Salah satu postingan menyebutkan sebuah development kit (dengan kode nama DGD12KEF3A), yang mencakup kartu grafis Intel DG1 "eksternal", sementara dua postingan lainnya menyebutkan grafis Intel DG1 "diskrit", dengan kode nama DGD12SEH4A dan DGD12SEH3A. Seperti diketahui, DG1 diharapkan menjadi kartu grafis pertama yang berbasis pada GPU Intel yang akan datang, yang ditujukan untuk sistem game konsumen.

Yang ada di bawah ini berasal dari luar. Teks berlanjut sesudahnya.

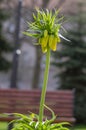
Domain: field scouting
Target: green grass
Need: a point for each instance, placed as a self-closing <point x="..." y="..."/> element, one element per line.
<point x="3" y="126"/>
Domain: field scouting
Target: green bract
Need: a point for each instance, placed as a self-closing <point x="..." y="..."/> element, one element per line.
<point x="45" y="28"/>
<point x="28" y="123"/>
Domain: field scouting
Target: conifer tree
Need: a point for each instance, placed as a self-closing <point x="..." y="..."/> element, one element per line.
<point x="71" y="60"/>
<point x="4" y="44"/>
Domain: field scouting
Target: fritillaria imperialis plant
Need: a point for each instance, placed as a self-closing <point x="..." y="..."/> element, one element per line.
<point x="45" y="28"/>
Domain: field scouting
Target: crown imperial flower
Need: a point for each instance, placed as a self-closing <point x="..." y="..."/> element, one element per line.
<point x="45" y="29"/>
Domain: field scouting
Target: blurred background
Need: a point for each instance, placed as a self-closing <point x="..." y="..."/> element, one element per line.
<point x="22" y="64"/>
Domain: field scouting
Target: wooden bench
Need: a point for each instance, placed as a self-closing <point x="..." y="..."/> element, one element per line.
<point x="23" y="101"/>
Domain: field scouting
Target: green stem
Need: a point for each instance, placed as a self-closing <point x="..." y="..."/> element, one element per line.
<point x="44" y="87"/>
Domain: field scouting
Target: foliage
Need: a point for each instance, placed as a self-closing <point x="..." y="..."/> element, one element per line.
<point x="45" y="30"/>
<point x="32" y="123"/>
<point x="4" y="45"/>
<point x="71" y="60"/>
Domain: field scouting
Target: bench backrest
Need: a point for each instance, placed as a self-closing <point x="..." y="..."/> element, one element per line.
<point x="25" y="101"/>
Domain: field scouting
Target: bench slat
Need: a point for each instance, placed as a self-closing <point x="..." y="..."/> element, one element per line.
<point x="23" y="101"/>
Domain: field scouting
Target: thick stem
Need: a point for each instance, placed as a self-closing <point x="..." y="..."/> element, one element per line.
<point x="44" y="87"/>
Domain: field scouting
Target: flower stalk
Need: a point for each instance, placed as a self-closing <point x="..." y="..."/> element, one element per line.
<point x="44" y="87"/>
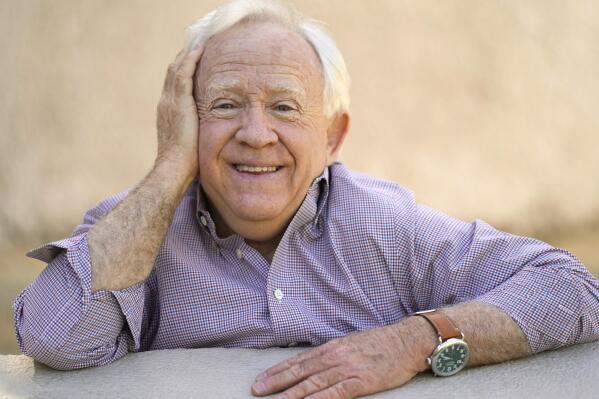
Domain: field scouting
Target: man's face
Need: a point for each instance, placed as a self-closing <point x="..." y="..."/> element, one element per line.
<point x="263" y="135"/>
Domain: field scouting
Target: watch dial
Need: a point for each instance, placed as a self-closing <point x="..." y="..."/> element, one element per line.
<point x="450" y="359"/>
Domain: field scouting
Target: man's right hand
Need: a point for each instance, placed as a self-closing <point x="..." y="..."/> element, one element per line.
<point x="177" y="117"/>
<point x="124" y="244"/>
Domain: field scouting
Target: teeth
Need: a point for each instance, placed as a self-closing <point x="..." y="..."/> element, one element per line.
<point x="256" y="169"/>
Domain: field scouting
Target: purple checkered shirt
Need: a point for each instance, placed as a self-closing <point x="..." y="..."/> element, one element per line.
<point x="358" y="254"/>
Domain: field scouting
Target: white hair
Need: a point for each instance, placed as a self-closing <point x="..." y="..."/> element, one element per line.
<point x="335" y="75"/>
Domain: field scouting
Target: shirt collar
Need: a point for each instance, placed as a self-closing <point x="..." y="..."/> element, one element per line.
<point x="311" y="208"/>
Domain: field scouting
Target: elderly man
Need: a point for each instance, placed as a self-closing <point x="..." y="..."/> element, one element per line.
<point x="247" y="233"/>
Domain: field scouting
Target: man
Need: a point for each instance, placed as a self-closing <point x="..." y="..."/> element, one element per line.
<point x="246" y="233"/>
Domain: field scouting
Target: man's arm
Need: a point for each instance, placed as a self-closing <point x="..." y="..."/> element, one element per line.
<point x="73" y="315"/>
<point x="124" y="245"/>
<point x="383" y="358"/>
<point x="513" y="296"/>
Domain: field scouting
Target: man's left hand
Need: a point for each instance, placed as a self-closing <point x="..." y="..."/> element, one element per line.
<point x="356" y="365"/>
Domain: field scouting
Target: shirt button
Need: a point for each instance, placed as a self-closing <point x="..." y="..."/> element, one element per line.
<point x="278" y="294"/>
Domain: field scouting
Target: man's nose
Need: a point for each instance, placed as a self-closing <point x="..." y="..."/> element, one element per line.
<point x="255" y="130"/>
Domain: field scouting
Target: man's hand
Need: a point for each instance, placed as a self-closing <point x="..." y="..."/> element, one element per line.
<point x="177" y="118"/>
<point x="124" y="244"/>
<point x="359" y="364"/>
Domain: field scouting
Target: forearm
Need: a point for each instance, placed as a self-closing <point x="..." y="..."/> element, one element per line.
<point x="123" y="245"/>
<point x="490" y="333"/>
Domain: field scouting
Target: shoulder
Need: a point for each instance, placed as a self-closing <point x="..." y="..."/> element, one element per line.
<point x="355" y="189"/>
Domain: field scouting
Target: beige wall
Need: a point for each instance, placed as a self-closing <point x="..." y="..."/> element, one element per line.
<point x="484" y="108"/>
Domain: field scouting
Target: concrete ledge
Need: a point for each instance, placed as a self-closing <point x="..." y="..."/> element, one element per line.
<point x="228" y="373"/>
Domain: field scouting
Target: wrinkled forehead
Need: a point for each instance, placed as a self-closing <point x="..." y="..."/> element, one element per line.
<point x="266" y="54"/>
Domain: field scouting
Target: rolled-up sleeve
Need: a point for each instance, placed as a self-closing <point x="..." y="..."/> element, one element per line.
<point x="59" y="321"/>
<point x="545" y="290"/>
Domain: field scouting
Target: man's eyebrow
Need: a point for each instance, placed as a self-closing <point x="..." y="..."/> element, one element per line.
<point x="216" y="88"/>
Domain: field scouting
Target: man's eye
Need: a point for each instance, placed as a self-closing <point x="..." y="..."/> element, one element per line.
<point x="225" y="106"/>
<point x="284" y="108"/>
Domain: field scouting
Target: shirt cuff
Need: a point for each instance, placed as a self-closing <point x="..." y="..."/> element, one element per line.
<point x="130" y="300"/>
<point x="544" y="302"/>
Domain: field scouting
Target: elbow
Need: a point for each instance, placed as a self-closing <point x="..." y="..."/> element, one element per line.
<point x="68" y="357"/>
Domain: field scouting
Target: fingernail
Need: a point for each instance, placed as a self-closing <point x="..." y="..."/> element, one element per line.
<point x="260" y="376"/>
<point x="259" y="388"/>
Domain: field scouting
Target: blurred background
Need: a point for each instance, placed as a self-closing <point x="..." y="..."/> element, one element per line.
<point x="486" y="109"/>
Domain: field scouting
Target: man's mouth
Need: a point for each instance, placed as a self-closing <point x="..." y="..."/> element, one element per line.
<point x="256" y="169"/>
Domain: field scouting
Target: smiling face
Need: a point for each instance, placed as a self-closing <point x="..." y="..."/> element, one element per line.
<point x="263" y="135"/>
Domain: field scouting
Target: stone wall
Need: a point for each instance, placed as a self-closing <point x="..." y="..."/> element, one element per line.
<point x="485" y="109"/>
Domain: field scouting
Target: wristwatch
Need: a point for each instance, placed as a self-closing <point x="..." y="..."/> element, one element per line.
<point x="452" y="353"/>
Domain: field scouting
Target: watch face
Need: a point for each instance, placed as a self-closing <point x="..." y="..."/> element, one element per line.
<point x="450" y="357"/>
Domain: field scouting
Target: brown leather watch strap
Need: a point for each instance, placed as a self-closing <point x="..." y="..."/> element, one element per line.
<point x="443" y="324"/>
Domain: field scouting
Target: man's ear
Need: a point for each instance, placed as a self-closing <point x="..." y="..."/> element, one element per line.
<point x="336" y="133"/>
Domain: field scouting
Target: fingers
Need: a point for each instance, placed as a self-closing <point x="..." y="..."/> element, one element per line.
<point x="331" y="383"/>
<point x="277" y="368"/>
<point x="346" y="389"/>
<point x="292" y="375"/>
<point x="179" y="76"/>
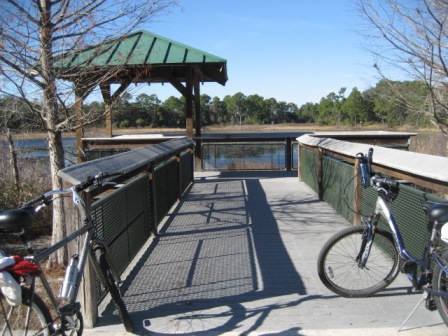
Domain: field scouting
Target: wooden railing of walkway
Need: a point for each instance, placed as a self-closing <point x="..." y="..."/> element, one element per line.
<point x="153" y="180"/>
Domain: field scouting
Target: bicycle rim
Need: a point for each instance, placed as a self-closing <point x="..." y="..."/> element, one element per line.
<point x="108" y="279"/>
<point x="338" y="268"/>
<point x="14" y="318"/>
<point x="440" y="284"/>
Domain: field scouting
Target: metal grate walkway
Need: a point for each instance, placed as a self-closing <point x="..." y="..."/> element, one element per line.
<point x="238" y="255"/>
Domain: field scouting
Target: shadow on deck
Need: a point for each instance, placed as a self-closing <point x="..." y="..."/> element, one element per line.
<point x="238" y="255"/>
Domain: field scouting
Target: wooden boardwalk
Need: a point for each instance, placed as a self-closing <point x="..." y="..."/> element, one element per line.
<point x="237" y="255"/>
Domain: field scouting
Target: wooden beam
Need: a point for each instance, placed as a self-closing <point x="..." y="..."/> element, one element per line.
<point x="105" y="92"/>
<point x="198" y="120"/>
<point x="189" y="104"/>
<point x="79" y="133"/>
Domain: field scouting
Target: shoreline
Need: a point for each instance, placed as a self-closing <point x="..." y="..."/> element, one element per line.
<point x="232" y="129"/>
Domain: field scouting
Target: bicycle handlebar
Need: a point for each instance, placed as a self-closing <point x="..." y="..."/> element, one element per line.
<point x="96" y="180"/>
<point x="384" y="182"/>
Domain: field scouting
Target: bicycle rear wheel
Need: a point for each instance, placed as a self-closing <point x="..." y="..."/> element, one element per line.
<point x="13" y="318"/>
<point x="338" y="268"/>
<point x="440" y="284"/>
<point x="111" y="286"/>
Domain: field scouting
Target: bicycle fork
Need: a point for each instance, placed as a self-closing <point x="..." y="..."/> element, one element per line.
<point x="367" y="241"/>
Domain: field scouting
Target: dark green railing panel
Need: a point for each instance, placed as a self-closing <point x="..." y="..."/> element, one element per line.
<point x="118" y="216"/>
<point x="338" y="190"/>
<point x="167" y="192"/>
<point x="295" y="155"/>
<point x="186" y="170"/>
<point x="94" y="154"/>
<point x="338" y="186"/>
<point x="308" y="166"/>
<point x="409" y="216"/>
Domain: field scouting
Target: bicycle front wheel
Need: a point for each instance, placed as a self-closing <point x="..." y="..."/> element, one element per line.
<point x="440" y="284"/>
<point x="109" y="281"/>
<point x="14" y="319"/>
<point x="338" y="268"/>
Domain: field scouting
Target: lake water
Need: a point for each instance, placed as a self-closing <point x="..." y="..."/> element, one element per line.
<point x="38" y="148"/>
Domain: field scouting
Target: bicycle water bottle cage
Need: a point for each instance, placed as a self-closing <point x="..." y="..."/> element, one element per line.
<point x="15" y="220"/>
<point x="390" y="193"/>
<point x="364" y="169"/>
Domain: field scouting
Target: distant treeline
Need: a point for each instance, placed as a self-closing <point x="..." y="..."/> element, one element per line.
<point x="389" y="103"/>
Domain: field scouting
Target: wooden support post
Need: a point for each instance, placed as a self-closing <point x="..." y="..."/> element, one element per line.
<point x="189" y="104"/>
<point x="105" y="91"/>
<point x="79" y="130"/>
<point x="152" y="200"/>
<point x="198" y="122"/>
<point x="357" y="202"/>
<point x="288" y="158"/>
<point x="87" y="291"/>
<point x="320" y="164"/>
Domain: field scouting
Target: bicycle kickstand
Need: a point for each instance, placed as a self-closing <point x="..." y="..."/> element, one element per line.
<point x="424" y="297"/>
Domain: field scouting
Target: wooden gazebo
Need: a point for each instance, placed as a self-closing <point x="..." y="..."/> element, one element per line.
<point x="140" y="57"/>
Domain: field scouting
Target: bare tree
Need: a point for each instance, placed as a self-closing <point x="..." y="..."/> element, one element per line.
<point x="410" y="38"/>
<point x="33" y="34"/>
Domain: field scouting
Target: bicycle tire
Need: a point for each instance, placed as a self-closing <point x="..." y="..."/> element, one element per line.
<point x="114" y="291"/>
<point x="440" y="284"/>
<point x="40" y="323"/>
<point x="338" y="268"/>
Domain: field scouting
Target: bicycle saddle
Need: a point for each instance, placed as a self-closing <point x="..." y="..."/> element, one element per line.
<point x="437" y="212"/>
<point x="15" y="220"/>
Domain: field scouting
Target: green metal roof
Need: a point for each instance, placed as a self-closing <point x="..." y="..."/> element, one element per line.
<point x="143" y="49"/>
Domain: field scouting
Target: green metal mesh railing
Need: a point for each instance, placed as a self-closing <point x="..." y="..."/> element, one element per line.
<point x="244" y="156"/>
<point x="338" y="191"/>
<point x="123" y="220"/>
<point x="338" y="186"/>
<point x="308" y="164"/>
<point x="167" y="192"/>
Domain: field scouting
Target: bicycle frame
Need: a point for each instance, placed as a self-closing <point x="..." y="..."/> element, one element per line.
<point x="382" y="208"/>
<point x="87" y="251"/>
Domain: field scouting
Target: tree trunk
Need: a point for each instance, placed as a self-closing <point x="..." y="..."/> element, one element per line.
<point x="13" y="159"/>
<point x="50" y="112"/>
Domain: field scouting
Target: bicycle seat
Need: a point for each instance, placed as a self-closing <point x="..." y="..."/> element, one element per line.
<point x="437" y="212"/>
<point x="15" y="220"/>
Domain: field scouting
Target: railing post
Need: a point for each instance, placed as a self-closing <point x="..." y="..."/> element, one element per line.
<point x="288" y="154"/>
<point x="198" y="155"/>
<point x="152" y="199"/>
<point x="320" y="164"/>
<point x="87" y="290"/>
<point x="357" y="200"/>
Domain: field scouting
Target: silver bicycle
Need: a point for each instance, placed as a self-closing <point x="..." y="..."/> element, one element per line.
<point x="362" y="260"/>
<point x="32" y="316"/>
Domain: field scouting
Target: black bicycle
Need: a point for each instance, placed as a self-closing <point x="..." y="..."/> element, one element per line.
<point x="362" y="260"/>
<point x="31" y="315"/>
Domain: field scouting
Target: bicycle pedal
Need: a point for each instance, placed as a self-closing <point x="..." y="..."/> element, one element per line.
<point x="430" y="303"/>
<point x="70" y="309"/>
<point x="407" y="266"/>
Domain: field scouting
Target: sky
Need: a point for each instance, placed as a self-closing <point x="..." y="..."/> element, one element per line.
<point x="297" y="51"/>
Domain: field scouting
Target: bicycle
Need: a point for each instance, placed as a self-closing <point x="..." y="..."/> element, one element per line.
<point x="362" y="260"/>
<point x="31" y="316"/>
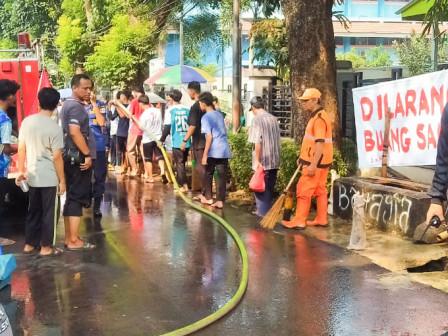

Ketiga entri dalam basis data EEC menunjukkan bahwa GPU tersebut memiliki 96 unit eksekusi (EU). Jika struktur unit-unit ini tetap tidak berubah dari yang sekarang, dan masing-masing memiliki delapan shader, maka GPU ini akan memiliki total 768 shader. Namun, ada kemungkinan setiap unit memiliki shader dua kali lipat, tetapi bahkan dalam kasus ini, kartu grafis DG1 jelas akan dianggap sebagai solusi di bawah rata-rata.

Sebagai pengingat, sebagian besar prosesor desktop Intel Core saat ini memiliki grafis terintegrasi Intel UHD GT2 dengan 24 unit eksekusi (EU). Chip Ice Lake Intel yang paling canggih menawarkan grafis terintegrasi generasi ke-11 yang lebih maju dengan hingga 64 unit eksekusi (EU). Ini berarti bahwa bahkan dengan mempertimbangkan perbedaan arsitektur pada grafis generasi ke-12, kartu grafis Intel DG1 kemungkinan besar tidak akan menawarkan kinerja yang menarik bagi para gamer pada umumnya.